By now, it goes without saying that any business that depends on electricity is rolling out something with — or at least labeled with — artificial intelligence. Logos is no exception. Yet the stakes — and opportunities — seem different for a tool in many cases accessed for the spiritual growth of users and those they influence, don’t they? The addition of AI at least presents new questions about what happens when technology mixes with Bible study.
In December, I posed some of these questions to Logos’ chief product officer, Phil Gons.
You’re a tech company just as much as a research company. How do you evaluate technologies for use?
Everybody wants to talk about AI. It’s the latest and greatest thing, and it deserves to be talked about. But to me, AI is just the next form of technology. AI is not unique. There are certain things about it that may be unique, but by and large it is the application of our God-given skill and ingenuity to solving problems — just like we’ve been doing for centuries.
And you’re integrating AI functions into your search?
Search is one of the most important parts of Logos. And in the past we had what was called lexical search, a search is basically just for finding terms. If you search a term like “wind,” it could mean the verb “wind” or it could mean “the wind,” and this lexical search doesn’t know the difference between those two. It’s just going to find that term, then you’ve got to go sort through and find what you’re looking for.
But lexical search is different from semantic search. Semantic search is interested in meaning not in terms. That’s what Google’s been doing for a long time. People have been criticizing us for not having a Google-quality search. Well, Google has thousands of engineers and makes orders of magnitude more money; it’s hard for us to keep up with the technology in that respect. But AI has really changed the game, because people are opening up access to their APIs [“application programming interface, a software that allows different applications to communicate. Think like a weather app]. We can now finally move into the realm of semantic search. So I could ask a question that I might have as a curiosity about the Bible or theology and get results back regardless of the particular terms I used.
Is there a part of integrating this technology into your product that concerns you?

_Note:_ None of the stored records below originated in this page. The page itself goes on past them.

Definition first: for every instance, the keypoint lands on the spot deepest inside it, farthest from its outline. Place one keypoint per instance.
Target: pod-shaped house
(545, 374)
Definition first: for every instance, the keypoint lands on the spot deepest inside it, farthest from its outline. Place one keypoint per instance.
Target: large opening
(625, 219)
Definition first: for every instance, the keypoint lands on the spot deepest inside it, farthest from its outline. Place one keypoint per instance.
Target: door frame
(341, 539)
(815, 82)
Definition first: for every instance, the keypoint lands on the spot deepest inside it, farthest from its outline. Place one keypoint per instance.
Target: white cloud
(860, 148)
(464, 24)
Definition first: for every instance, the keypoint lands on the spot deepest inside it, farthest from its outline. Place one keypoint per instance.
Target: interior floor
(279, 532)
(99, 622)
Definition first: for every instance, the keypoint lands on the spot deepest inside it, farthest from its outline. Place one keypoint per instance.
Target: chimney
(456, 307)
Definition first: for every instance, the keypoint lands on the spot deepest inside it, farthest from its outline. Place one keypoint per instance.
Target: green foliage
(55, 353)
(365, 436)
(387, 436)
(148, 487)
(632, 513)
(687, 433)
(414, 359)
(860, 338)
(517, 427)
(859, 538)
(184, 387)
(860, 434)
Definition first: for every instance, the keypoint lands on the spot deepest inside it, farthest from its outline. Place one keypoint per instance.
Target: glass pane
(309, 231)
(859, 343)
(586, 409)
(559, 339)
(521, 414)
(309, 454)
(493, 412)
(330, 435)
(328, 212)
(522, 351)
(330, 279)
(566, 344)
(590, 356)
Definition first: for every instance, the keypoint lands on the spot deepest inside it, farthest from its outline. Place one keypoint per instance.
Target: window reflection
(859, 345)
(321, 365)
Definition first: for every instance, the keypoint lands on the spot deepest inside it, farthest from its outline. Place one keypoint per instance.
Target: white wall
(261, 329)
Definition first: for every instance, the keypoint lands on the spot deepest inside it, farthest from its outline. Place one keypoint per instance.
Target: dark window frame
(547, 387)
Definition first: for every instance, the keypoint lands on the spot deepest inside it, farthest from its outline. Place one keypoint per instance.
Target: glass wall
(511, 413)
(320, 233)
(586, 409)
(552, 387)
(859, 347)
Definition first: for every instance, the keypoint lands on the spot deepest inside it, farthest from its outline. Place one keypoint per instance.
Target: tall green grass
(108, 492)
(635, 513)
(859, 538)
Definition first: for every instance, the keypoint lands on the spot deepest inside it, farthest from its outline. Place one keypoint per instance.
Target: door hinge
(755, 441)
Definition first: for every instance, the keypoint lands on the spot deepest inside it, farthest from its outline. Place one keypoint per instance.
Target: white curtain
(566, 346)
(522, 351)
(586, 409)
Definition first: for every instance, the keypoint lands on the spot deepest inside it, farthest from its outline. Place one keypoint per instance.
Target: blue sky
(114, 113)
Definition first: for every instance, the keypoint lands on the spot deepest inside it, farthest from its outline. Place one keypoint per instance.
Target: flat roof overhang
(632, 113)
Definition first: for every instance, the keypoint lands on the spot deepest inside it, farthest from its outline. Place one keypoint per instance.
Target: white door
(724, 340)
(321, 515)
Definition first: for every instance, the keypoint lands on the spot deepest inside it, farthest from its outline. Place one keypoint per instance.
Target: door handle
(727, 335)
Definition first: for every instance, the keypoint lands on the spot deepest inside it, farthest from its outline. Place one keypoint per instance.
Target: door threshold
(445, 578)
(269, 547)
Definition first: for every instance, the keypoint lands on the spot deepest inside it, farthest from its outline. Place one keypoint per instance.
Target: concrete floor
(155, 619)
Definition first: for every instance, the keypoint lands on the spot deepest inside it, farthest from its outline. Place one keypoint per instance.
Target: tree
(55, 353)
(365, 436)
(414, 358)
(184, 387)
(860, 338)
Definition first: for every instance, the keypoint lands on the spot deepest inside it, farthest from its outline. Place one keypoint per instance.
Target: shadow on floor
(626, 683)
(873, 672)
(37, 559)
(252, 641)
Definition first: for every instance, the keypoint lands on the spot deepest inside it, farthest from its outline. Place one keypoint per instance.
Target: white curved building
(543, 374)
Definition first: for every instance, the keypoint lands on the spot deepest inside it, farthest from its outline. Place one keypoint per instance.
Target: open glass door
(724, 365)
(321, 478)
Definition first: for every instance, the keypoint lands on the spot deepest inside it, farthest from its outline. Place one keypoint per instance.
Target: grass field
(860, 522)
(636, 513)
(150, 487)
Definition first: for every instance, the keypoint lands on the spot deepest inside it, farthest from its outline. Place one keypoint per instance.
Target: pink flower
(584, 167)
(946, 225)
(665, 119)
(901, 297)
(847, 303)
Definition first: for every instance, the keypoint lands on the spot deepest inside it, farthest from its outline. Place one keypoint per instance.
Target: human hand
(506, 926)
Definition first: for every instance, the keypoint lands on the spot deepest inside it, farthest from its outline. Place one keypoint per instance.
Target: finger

A risk that comes with AI is the risk of plagiarizing, stealing from other people. That’s not unique to AI: Plenty of people have plagiarized other people’s work, taking credit for it and using it as their own. Sometimes it happens accidentally, sometimes it happens on purpose. AI just gives another way to take the work and thought of somebody else and present it as your own.
We’re still working some of this out, but we want to make it easy for users to cite their sources and acknowledge appropriately when they utilize AI in some form.
Can you say more about that?
We know how to footnote someone else’s work. Do we yet know how to cite help we get from AI? With text, generative AI is an advanced form of auto completion. When you now use just about any editor, like an email editor or a word processing editor, it’s going to try to complete your phrase or your clause based on patterns. That’s a large language model making predictions based on the words you just typed. If you hit the “tab” button and accept an auto completion, do you need to cite that or risk plagiarizing? There’s not an easy answer to that question yet. But if you prompt AI to generate a sermon on this or that topic, and then you copy and paste it, you’ve probably crossed a line.
We want to help people take thoughtful, cautious steps in using AI primarily in places where it’s safe, which is helping people find information, learn, and then create something from what they’ve learned.
And then there’s the issue of study habits, of making Bible study something just to knock out. Could there be a threat there, too?
As with all forms of technology, it can promote laziness. One of the benefits of technology is that it saves us time. What do you then do with that saved time? Do you go watch more Netflix or flip through TikTok videos, or do you take that saved time and engage more deeply and thoughtfully with Scripture? Or do you use that to go minister to people, to spend time with your family? If you’re a busy pastor, do you have more time to counsel and visit people, or do you have more time for the golf course?
One of the concerns I’ve heard from ethicists is the inability for most people to factcheck AI functions, or even fully understand some of what these algorithms do. How do you mitigate that?
We’re making no claim that we caught them all and we do disclaim results that were generated by AI, may not be comprehensive, accurate, or relevant. Always use good judgment when relying on AI results. Our hope is that this is going to get you started in a really great direction faster than you could have otherwise. And when you search across your digital library, footnotes are there so that you can go actually look at the sources. We highlight the section in the book from which that sort of synopsis was extracted.
Now, obviously you have that same issue with the author. How do we know what an author said is true? Human authors aren’t inerrant anymore than machines are. One of the things that we try to do is encourage people to be Bereans, the example of the Berean Jews in Acts who questioned Paul and searched the scriptures daily to see if the things Paul was saying were true. Don’t take AI’s word for it. Dig in and validate for yourself.